The correlation coefficients obtained (>0.999) confirmed that the calibration curves were linear over the range of 4-500 ng/mL for OFL and 40-6000 ng/mL for CEF in the human plasma. The regression equations constructed from the calibration curves were y = 5.19 x10-3 × 2.87x10-3 and y = 6.34x10-3 × − 2.38x10-3 with a correlation coefficient (r value) of 0.9996 and 0.9998 for OFL and CEF, respectively, where “y” represents the ratios of OFL and CEF peak areas to that of IS. And “x” represents the plasma concentration of OFL and CEF. The lower limit of quantitation (LLOQ) was 4 and 40 ng/mL and the LOD was 1.31 ng/mL and 13.4 ng/mL for OFL and CEF, respectively.

Figure 3 show selected-ion recording chromatograms acquired from an extract of the drug free-plasma sample. Figure 4 show chromatograms acquired from a spiked plasma sample containing 500 ng/mL of OFL, 4000 ng/mL of CEF and 500 ng/mL of MOX (IS). Under expressed chromatographic conditions, retention times were 2.81 min for OFL, 3.28 min for CEF and 4.13 min for MOX. Assays performed on drug-free human plasma succeeded to show no interfering peaks during the interested intervals of the retention times.

Figure 3

Selected ion monitoring chromatograms of blank human plasma

Figure 4

Selected ion monitoring chromatograms of human plasma spiked with ofloxacin (500 ng/mL), moxifloxacin (500 ng/mL) and cefixime (4000 ng/mL)

The results of intra and inter-day precision and accuracy are tabulated in the Table 1. The RSD was calculated and the results indicate that tested samples satisfy the requirements of biological analysis.

Table 1

Intraday and interday precision and accuracy for ofloxacin and cefixime

The mean recoveries of OFL and CEF from spiked human plasma were 93.1 ± 5.4% and 92.63 ± 4.8%, respectively. The recovery of the IS was 94.2 ± 5.0% at the concentration of 500 ng/mL. These results showed that this method accomplish the high degree of reproducibility and accuracy.

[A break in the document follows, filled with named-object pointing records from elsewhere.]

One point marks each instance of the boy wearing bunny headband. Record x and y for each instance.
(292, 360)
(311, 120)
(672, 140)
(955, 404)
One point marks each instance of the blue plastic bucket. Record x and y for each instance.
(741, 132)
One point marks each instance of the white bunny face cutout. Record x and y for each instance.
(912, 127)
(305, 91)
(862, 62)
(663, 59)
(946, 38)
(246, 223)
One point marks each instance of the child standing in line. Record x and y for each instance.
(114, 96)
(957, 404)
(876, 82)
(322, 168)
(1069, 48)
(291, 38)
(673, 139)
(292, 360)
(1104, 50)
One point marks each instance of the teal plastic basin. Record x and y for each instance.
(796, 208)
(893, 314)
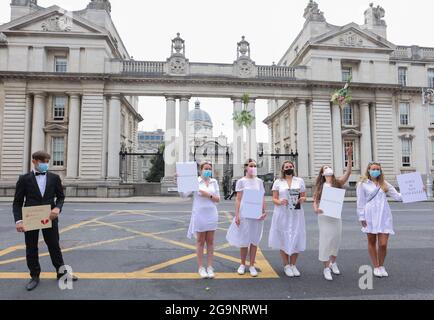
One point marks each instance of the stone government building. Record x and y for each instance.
(68, 85)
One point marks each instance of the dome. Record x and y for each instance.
(197, 114)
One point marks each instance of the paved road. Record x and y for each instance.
(140, 251)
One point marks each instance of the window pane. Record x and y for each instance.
(348, 144)
(404, 114)
(60, 64)
(402, 76)
(58, 151)
(406, 152)
(347, 115)
(59, 108)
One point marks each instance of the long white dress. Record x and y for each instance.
(376, 212)
(330, 235)
(204, 216)
(250, 230)
(288, 227)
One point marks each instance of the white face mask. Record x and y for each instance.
(328, 172)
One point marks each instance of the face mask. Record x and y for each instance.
(289, 172)
(328, 172)
(375, 173)
(42, 167)
(207, 174)
(252, 171)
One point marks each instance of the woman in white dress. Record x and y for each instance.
(288, 228)
(330, 229)
(204, 218)
(246, 233)
(375, 214)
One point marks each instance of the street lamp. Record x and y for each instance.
(427, 100)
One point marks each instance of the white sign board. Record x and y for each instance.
(187, 178)
(332, 201)
(251, 204)
(411, 187)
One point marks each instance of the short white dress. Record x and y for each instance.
(250, 230)
(376, 212)
(288, 227)
(330, 235)
(204, 216)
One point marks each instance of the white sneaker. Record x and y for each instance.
(202, 272)
(378, 273)
(335, 269)
(384, 272)
(253, 272)
(288, 271)
(295, 271)
(210, 271)
(328, 274)
(241, 270)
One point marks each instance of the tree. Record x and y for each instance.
(156, 172)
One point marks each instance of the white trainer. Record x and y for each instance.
(384, 272)
(295, 271)
(328, 274)
(335, 269)
(288, 271)
(210, 271)
(202, 272)
(253, 272)
(241, 270)
(378, 273)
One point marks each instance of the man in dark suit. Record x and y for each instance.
(36, 188)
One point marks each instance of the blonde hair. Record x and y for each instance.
(381, 181)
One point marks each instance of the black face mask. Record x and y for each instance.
(289, 172)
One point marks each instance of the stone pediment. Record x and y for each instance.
(352, 36)
(53, 19)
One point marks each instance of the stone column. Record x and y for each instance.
(183, 147)
(114, 137)
(365, 139)
(251, 143)
(38, 123)
(337, 141)
(238, 143)
(170, 136)
(302, 139)
(73, 136)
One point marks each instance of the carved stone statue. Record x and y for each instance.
(100, 5)
(374, 15)
(312, 12)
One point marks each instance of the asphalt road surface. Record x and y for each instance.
(140, 251)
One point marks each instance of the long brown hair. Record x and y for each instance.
(381, 181)
(282, 172)
(319, 184)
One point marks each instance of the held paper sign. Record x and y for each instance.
(187, 177)
(332, 201)
(37, 218)
(411, 187)
(251, 204)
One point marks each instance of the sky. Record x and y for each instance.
(212, 29)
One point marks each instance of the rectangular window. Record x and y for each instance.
(404, 113)
(58, 151)
(406, 152)
(348, 115)
(431, 78)
(348, 144)
(432, 152)
(59, 104)
(347, 73)
(402, 76)
(60, 64)
(431, 108)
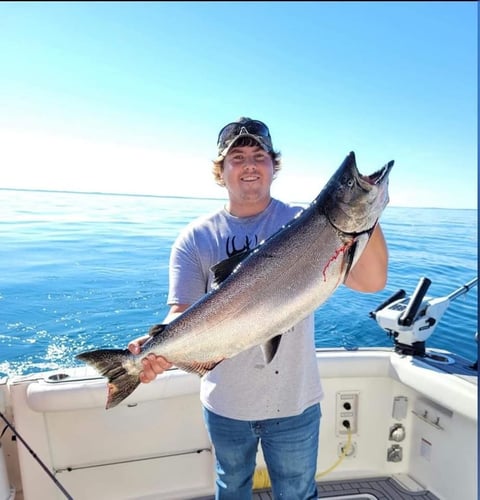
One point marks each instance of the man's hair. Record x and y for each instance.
(217, 168)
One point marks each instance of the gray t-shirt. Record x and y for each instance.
(244, 387)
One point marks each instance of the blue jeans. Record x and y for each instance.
(289, 445)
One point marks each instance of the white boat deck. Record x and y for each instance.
(375, 488)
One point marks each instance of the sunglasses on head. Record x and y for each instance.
(235, 129)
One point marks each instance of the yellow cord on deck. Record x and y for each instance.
(261, 478)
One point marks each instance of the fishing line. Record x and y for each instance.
(35, 456)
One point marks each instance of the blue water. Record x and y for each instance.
(82, 271)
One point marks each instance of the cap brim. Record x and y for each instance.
(260, 140)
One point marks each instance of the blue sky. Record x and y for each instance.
(129, 96)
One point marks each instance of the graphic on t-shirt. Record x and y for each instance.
(232, 250)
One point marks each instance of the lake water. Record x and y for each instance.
(82, 271)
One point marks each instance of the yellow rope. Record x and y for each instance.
(261, 478)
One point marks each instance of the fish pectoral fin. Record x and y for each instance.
(156, 330)
(270, 348)
(223, 269)
(200, 368)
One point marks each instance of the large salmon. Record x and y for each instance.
(267, 291)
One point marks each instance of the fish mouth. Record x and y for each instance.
(378, 176)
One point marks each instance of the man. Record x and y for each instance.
(245, 400)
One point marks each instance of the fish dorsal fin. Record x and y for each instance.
(270, 348)
(223, 269)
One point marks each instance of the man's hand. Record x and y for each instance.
(152, 365)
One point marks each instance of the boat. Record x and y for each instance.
(397, 423)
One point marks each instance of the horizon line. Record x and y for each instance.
(146, 195)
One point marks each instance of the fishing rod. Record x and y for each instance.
(35, 456)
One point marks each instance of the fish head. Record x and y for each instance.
(354, 202)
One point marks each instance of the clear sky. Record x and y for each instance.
(129, 96)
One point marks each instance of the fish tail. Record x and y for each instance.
(120, 369)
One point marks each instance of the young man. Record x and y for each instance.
(245, 400)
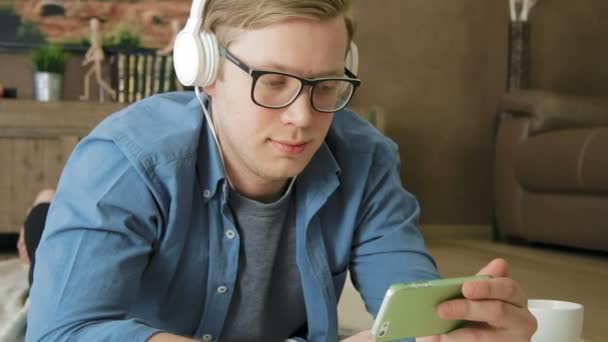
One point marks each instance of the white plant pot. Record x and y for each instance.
(47, 86)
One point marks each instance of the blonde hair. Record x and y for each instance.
(226, 17)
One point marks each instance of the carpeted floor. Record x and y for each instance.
(548, 273)
(544, 273)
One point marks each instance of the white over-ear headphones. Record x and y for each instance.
(196, 55)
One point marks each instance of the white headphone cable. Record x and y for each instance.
(212, 128)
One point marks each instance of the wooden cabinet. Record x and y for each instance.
(35, 141)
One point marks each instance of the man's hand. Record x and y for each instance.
(498, 306)
(364, 336)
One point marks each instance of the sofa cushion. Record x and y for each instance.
(573, 161)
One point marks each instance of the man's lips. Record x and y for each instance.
(289, 147)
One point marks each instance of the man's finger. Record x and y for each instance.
(496, 313)
(497, 268)
(505, 289)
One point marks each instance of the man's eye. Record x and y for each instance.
(274, 81)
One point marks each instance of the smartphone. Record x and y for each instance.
(410, 310)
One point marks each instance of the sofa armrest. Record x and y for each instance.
(549, 111)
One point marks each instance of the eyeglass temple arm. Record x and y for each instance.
(234, 60)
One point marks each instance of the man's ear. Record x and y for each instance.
(210, 90)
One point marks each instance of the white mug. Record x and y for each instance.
(558, 321)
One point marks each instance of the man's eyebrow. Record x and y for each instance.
(282, 68)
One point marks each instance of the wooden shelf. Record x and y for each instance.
(29, 118)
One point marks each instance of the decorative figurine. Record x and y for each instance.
(96, 56)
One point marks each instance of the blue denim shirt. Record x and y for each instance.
(140, 239)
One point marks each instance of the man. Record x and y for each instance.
(158, 234)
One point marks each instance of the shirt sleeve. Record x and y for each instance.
(387, 247)
(101, 228)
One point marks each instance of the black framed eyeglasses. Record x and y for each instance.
(271, 89)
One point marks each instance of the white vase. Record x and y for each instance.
(47, 86)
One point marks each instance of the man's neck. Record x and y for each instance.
(265, 192)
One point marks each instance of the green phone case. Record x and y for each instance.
(410, 310)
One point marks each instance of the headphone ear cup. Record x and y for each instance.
(209, 60)
(352, 58)
(187, 51)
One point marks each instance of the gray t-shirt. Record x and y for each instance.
(268, 302)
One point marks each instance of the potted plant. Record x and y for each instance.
(49, 64)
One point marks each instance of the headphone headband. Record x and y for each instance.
(196, 56)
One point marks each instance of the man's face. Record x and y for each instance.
(265, 146)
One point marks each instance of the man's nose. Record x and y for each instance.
(300, 112)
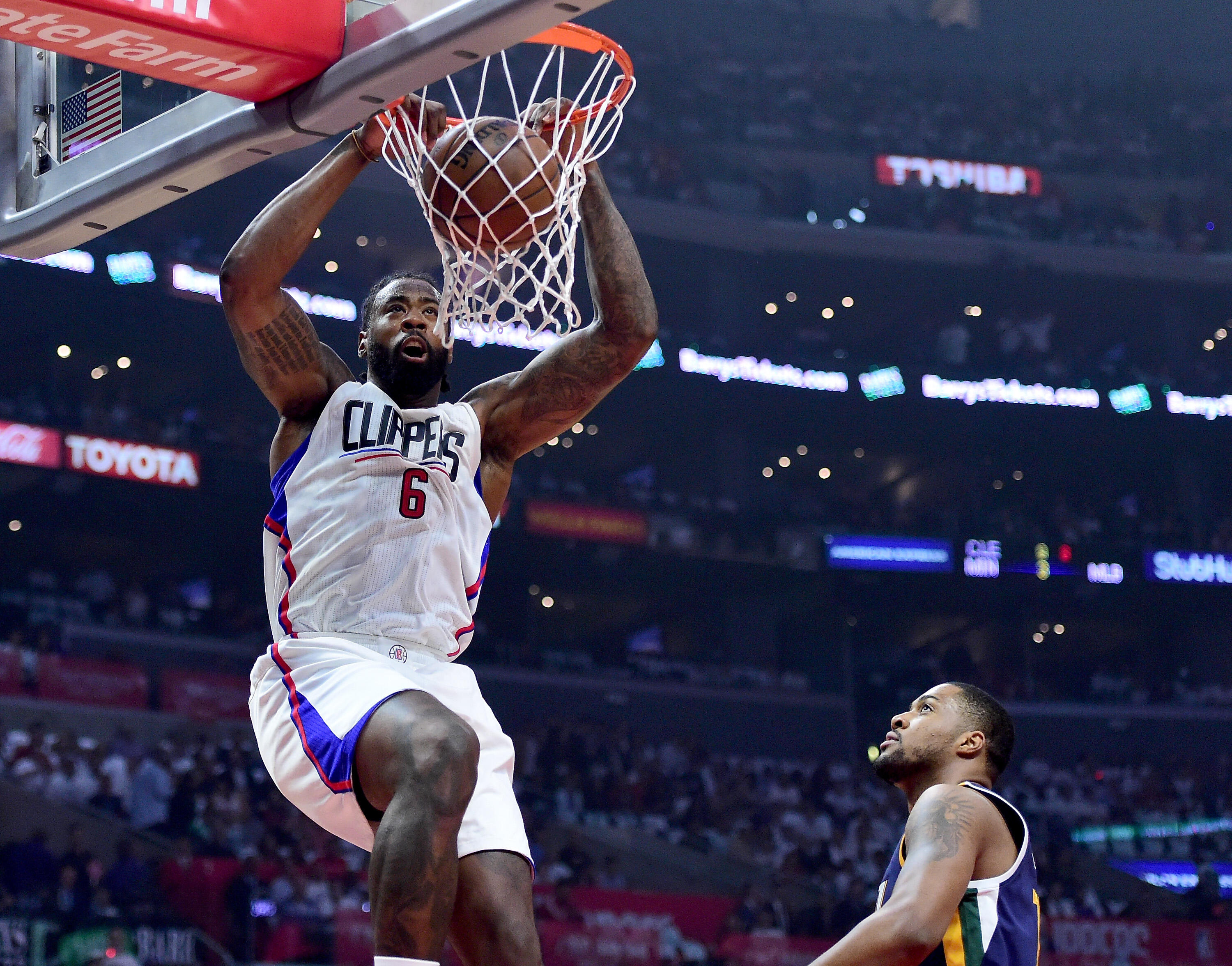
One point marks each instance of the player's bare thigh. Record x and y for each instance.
(494, 915)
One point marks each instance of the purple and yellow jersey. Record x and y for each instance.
(997, 922)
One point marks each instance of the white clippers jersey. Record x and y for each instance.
(379, 529)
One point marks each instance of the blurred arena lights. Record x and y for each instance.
(71, 260)
(131, 268)
(1130, 399)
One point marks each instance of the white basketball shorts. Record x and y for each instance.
(310, 700)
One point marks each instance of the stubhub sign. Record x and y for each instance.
(1186, 567)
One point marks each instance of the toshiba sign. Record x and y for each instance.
(246, 48)
(992, 179)
(136, 461)
(30, 445)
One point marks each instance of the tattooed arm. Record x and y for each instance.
(278, 344)
(525, 409)
(949, 828)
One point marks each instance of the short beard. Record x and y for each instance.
(402, 379)
(896, 764)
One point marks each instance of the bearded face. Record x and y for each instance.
(408, 366)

The ion suppression was found in the range of 3.6-8.1% [Table 1], which was relatively small, hence complicated sample preparation like liquid-liquid extraction or solid phase extraction was not used.

The results of the stability experiments indicate that there was no significant difference in plasma samples after three freeze-thaw cycles. In extracts, the analytes were stable after storage at room temperature for 24 h, and the plasma samples were also stable after storage at −20°C at least for 2 weeks [Table 2].

Table 2

Stability of ofloxacin and cefixime trihydrate in human plasma

Conclusions

The objective of the present work was achieved by developing a specific, rapid, sensitive, and inexpensive LCMS method for determination of OFL and CEF in plasma and validated. Further, the simple sample preparation method was developed and the analytes were separated on a reversed phase column with MS detection. The specificity test showed that no additional peaks due to endogenous substances were observed that would interfere with OFL and CEF. In addition, the high accuracy, precision, recovery, and low detection limits allow to use the newly developed a procedure for pharmacokinetic and clinical studies.